Morton W. Bloomfield Visiting Fellowship, Harvard University, 2018-2019

The Medieval Colloquium of the Department of English at Harvard University invites applications for the Morton W. Bloomfield Visiting Fellowship, a four-week residential fellowship that can be held at any time during the 2018–19 academic year (September through May). Thanks to the generosity of the Morton W. Bloomfield Fund, established in the memory of one of Harvard’s most distinguished medievalists, we are able to provide up to $4000 towards travel, accommodation, and living costs. We invite scholars at any stage of their postdoctoral career (i.e., post-PhD) to apply. The Bloomfield Fellow has access to Harvard’s libraries and other resources. In the past, some fellows with sabbatical leaves have elected to extend their residency beyond four weeks. Fellows are expected to attend the Medieval Colloquium and to give a paper on the subject of their research. They are also asked to meet with our graduate students, and they are welcome to attend other events at Harvard. We select fellows on the basis of the importance of their research and its interest to our intellectual community.

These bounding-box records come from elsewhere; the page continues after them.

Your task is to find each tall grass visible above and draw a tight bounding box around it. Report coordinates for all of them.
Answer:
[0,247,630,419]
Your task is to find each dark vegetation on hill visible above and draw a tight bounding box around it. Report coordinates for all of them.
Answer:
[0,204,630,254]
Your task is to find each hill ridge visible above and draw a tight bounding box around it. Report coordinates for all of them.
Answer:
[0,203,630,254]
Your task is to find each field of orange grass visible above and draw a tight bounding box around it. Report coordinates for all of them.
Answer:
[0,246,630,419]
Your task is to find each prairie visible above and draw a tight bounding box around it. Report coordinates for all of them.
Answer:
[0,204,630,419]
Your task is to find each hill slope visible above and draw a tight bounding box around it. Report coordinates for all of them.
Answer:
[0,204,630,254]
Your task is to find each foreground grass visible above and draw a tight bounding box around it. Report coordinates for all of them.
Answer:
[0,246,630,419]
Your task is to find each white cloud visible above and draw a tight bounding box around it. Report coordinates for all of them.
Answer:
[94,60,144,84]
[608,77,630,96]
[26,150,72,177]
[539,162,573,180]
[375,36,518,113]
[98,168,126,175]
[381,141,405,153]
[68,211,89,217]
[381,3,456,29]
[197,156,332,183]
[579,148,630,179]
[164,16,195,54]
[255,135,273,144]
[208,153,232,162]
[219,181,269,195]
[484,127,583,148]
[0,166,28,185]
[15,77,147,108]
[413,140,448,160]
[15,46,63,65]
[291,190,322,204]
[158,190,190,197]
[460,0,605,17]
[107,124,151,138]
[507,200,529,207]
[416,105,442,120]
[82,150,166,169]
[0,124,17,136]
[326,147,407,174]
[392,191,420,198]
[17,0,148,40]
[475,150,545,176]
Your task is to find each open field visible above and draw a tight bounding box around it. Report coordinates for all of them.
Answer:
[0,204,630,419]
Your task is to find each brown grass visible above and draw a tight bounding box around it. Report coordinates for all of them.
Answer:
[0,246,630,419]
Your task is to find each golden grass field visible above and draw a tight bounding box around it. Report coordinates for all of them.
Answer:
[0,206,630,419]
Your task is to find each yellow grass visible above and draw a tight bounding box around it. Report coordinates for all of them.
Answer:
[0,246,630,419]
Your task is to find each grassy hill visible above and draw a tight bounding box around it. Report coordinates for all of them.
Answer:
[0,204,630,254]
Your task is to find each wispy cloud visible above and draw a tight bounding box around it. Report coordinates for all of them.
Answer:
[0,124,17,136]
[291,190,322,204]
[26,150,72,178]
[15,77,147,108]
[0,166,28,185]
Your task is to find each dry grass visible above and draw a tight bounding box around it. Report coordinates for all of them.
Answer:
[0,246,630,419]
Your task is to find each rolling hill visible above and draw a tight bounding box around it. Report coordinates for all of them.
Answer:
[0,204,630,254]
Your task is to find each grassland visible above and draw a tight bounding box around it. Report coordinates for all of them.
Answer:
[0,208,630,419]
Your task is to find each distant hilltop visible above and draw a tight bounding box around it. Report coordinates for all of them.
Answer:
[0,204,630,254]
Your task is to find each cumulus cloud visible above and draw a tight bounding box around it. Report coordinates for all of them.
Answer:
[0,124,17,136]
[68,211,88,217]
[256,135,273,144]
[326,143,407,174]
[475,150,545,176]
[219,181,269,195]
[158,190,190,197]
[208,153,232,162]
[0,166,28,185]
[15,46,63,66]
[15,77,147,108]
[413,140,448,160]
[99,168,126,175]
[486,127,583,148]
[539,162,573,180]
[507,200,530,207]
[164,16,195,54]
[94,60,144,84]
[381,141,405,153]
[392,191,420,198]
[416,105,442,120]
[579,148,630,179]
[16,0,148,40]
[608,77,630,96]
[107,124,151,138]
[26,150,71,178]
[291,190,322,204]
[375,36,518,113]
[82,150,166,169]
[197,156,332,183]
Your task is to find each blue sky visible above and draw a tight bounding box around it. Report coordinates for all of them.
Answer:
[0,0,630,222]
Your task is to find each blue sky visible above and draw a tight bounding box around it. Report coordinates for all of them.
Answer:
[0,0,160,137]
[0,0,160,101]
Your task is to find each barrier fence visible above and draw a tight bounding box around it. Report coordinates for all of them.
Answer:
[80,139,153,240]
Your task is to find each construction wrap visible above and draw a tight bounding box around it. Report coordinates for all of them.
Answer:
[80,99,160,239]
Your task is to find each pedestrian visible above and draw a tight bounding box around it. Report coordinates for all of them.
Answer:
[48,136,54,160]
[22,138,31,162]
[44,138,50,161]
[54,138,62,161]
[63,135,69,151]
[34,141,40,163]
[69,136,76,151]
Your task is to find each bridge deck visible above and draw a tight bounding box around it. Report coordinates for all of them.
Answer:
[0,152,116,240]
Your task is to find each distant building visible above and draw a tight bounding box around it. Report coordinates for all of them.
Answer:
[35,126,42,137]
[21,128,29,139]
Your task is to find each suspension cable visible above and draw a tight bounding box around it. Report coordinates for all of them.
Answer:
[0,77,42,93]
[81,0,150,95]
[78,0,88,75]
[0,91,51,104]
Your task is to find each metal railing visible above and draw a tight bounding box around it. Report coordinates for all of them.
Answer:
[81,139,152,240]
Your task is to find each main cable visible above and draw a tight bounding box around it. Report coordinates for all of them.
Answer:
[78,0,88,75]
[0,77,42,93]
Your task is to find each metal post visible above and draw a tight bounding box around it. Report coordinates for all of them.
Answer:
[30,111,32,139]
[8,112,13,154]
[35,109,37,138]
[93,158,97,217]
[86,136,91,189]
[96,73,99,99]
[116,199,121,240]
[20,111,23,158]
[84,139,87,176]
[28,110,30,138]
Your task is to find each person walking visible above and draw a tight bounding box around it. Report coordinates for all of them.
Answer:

Applicants should send a brief letter of application, a curriculum vitae, and a two-page project description by email to Daniel Donoghue (ddonogh@fas.harvard.edu) no later than May 31. Please include details on when and for how long you would be able to be in residence. The fellowship is not normally compatible with teaching commitments at a home institution. We hope to be able to congratulate the successful applicant by the end of June.